Ärztin berichtet von Einsätzen auf Philippinen

Die Ärztin Barbara Rautenberg hat auf Einladung des Frauenbunds einen Vortrag zu ihrer Arbeit auf den Philippinen gehalten.

Barbara Rautenberg untersucht ein Kind. Foto: German Doctors
Barbara Rautenberg untersucht ein Kind. Foto: German Doctors

Bad Kötzting.„Die Philippinen sind kein armes Land, aber ein Land mit vielen Armen. Und die Armut ist der Auslöser für viele Krankheiten“, erklärte Rautenberg gleich zu Beginn ihres Vortrages über ihre ehrenamtlichen Einsätze bei den „German Doctors“ und in der Gesundheitsstation „Mabuhay St. Francis“ in Bugko auf den Philippinen. Viermal weilte sie für jeweils sechs Wochen auf den Inseln und versuchte, mit einheimischen Berufskollegen, Krankenschwestern, Hebammen und Arzthelferinnen die Not der Kranken in den entlegenen Dörfern zu lindern.

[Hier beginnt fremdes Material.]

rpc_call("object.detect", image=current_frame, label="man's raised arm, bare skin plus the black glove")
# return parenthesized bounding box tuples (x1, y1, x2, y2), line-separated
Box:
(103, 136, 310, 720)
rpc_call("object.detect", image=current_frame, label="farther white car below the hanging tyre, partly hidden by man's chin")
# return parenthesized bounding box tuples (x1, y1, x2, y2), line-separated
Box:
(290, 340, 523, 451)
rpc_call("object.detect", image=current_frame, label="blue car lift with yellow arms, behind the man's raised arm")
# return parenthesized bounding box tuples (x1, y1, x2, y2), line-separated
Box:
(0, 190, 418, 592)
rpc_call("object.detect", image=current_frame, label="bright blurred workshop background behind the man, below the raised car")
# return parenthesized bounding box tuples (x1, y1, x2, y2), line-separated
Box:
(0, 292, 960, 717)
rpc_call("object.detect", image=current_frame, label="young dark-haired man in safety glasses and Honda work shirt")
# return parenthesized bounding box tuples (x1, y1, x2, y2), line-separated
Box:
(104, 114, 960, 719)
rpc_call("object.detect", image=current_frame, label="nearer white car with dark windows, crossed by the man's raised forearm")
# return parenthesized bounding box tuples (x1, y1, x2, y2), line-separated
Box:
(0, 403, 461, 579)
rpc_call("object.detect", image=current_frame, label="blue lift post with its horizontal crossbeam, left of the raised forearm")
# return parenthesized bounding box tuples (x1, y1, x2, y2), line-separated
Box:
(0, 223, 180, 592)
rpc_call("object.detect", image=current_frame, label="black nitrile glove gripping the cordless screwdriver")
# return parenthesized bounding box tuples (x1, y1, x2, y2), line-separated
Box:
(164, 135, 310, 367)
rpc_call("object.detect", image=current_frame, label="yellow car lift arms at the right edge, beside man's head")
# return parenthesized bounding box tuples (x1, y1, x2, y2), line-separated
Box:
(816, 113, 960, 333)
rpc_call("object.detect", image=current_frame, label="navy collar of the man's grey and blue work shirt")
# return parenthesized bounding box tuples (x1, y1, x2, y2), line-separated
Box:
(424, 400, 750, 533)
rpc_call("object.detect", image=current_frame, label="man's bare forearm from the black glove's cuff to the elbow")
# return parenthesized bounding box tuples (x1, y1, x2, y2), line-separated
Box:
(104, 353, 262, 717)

Trotz der Armut sind die Bewohner der Philippinen lebensfroh und optimistisch. Die Regierung bezeichnet nur die Menschen als arm, die weniger als einen Dollar pro Tag verdienen, und spielt somit die Zahl der Armen drastisch herunter. Betroffenheit lösten so manche Bilder von Verletzten und unterernährten Kindern sowie den primitiven Behandlungsmöglichkeiten aus. Es gibt viele Hautkrankheiten wie Krätze und infizierte Wunden, Würmer und Durchfall bis hin zu Ruhr und anderen parasitären Erkrankungen wegen des schlechten Wassers. „Meine Erfahrungen als Ärztin auf den Philippinen waren und sind so nachhaltig und beglückend, dass ich froh bin, diese Einsätze gemacht zu haben. Die Dankbarkeit der Menschen entlohnt alle Mühen“, resümierte die erfahrene Ärztin.

Zum Schluss dankte Vorsitzende Anni Deml Barbara Rautenberg für den interessanten Vortrag. Als kleines Dankeschön überreichte sie der Referentin eine Topfpflanze. Spontan kam eine größere Summe von Spenden zustande, für die sich Barbara Rautenberg bedankte und die sie an die beiden Hilfsorganisationen weiterleitet.